3. The Fine Art of Mixing Drinks – David Embury: The Fine Art of Mixing Drinks, published in 1948 is a great guide because the book is more of an actual guide than previous books were. Previous books assumed you knew how to make a drink, they just told you basically what the recipe was. For anyone who really wants to learn how to make cocktails themselves, it would really be better to start here rather than with the above books. Embury breaks down basic principles, components of a cocktail, glassware and tools, and then each category of cocktail and also gives his six basic drinks, which I touched on in the last article. The book was reprinted in 2008 with an introduction by Audrey Saunders of the Pegu Club bar in New York, so it should be easy to find for purchase.

4. How’s Your Drink? – Eric Felten: Now on to the modern drinks. How’s Your Drink is by Eric Felten, who writes a column of the same name for the Wall Street Journal. This book is a great informational resource on the culture and history of cocktails. It is easy to read, as it reads like a non-fiction book rather than a collection of recipes (although there are 50 recipes included) and the voice is modern and engaging. Felton takes classic cocktail recipes and delves into their history, providing you with the story of each drink. He also gives pointers on making the drinks, including variations and modernizations. It’s worth it just for the section on the Martini, perhaps one of the drinks subject to the most argument about to create one. This books breaks down the history and the controversy so you understand what everyone’s arguing about.

5. The Art of the Bar – Jeff Hollinger and Rob Schwartz: The Art of the Bar is by the bartenders of Absinthe, in San Francisco—one of the earlier bars to bring back classic and near-forgotten cocktails, at least on the West Coast. The Art of the Bar is a great book for the beginner, because it is just so easy to read. It’s visually appealing with lots of clearly defined short sections, pictures, and well-marked sidebars. You can easily page through to find a section you want, and you can read through it quickly. I would highly recommend this as a beginning book just for the highly palatable nature of the way the information is presented.

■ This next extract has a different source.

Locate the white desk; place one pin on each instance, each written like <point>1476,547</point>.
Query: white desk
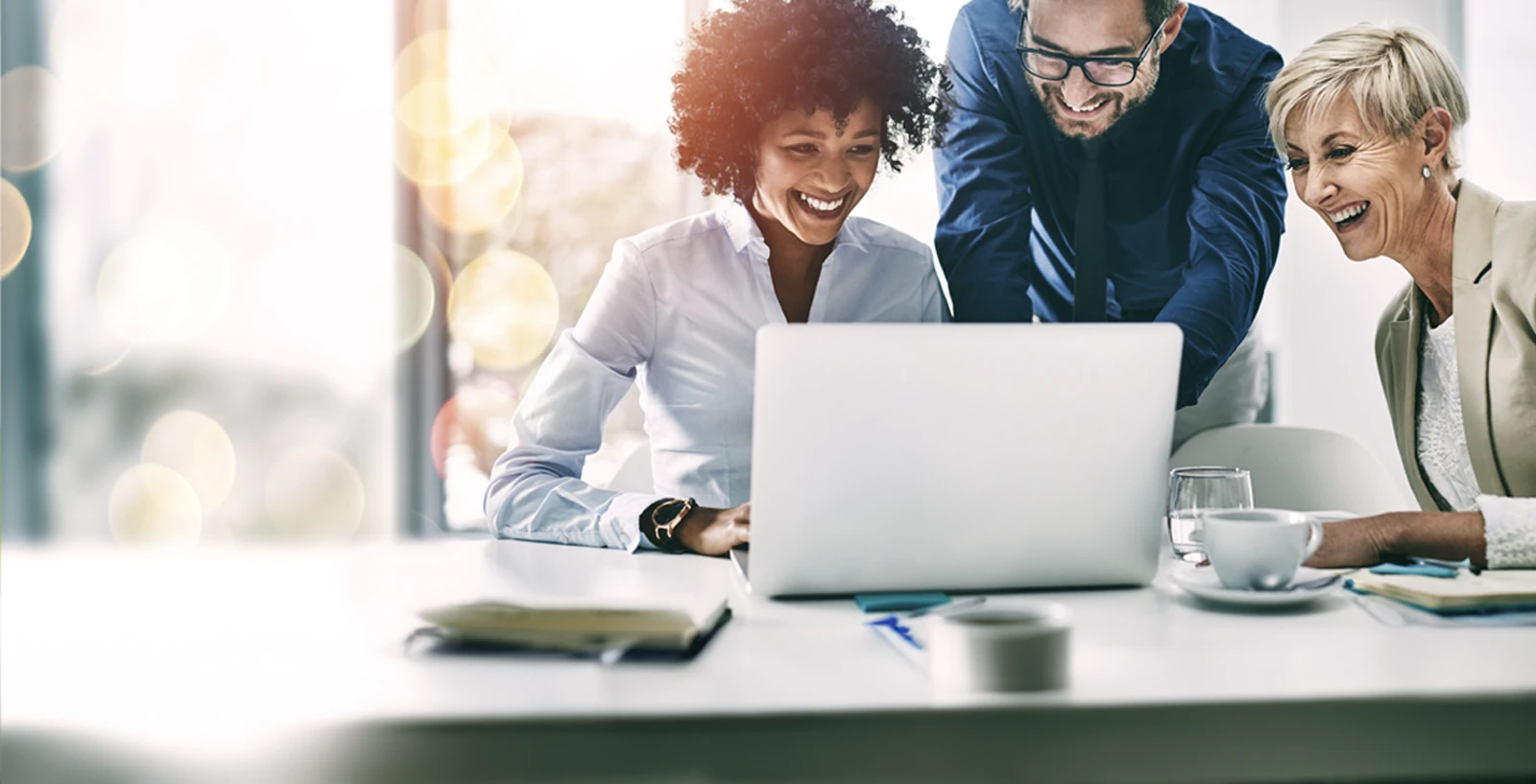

6. The Craft of the Cocktail – Dale DeGroff: The Craft of the Cocktail is by Dale DeGroff, who is one of the forerunners in bringing back cocktail enthusiasm. For those in the know, DeGroff is one of the most respected mixologists alive today. He is also a prolific teacher of the art of creating cocktails and this book passes on a lot of knowledge from one of the masters. It’s a fairly comprehensive book and easily accessible even for a beginner.

7. The Joy of Mixology – Gary Regan: This is a huge and comprehensive book, probably best delved into after you have looked into the basics with some other books. Gary Regan is very well-known as an authority and here he combines history, technique, theory and recipes for both beginning and advanced mixologists. If you find you’ve become hooked on cocktails, this book would be a good addition to your library.

8. The Ultimate A to Z Bar Guide – Sharon Tyler Herbst and Ron Herbst: This guide is an encyclopedic compendium of knowledge for those who want to set up their own home bar. It is even helpful enough that some pro bartenders swear by it. The book has recipes for more than 1,000 drinks, each with a picture showing the proper glass to use. It also defines hundreds of cocktail terms so that you are never at a loss to understand what a word means. There are tips for stocking a bar, purchasing glassware, and entertaining as a home bartender. This is a really a great book to use as a reference if you decide you want to become a home mixologist.

9.  Cocktail: The Drinks Bible for the 21st Century – Paul Harrington: Paul Harrington is the creator of Hotwired’s popular cocktail Web site, which is one of the very first websites I ever visited on the Internet back in the crazy 1990s, when the World Wide Web was a new frontier. I was fascinated with what I learned there and it probably paved the way for my real enthusiasm to grow later on. This is basically yet another authoritative guide and makes a good companion to the few listed above. Unfortunately, this book is rather hard to track down now, so it may be a hunt if you decide you want it.

There you have it: nine invaluable volumes. Get reading. Or drinking.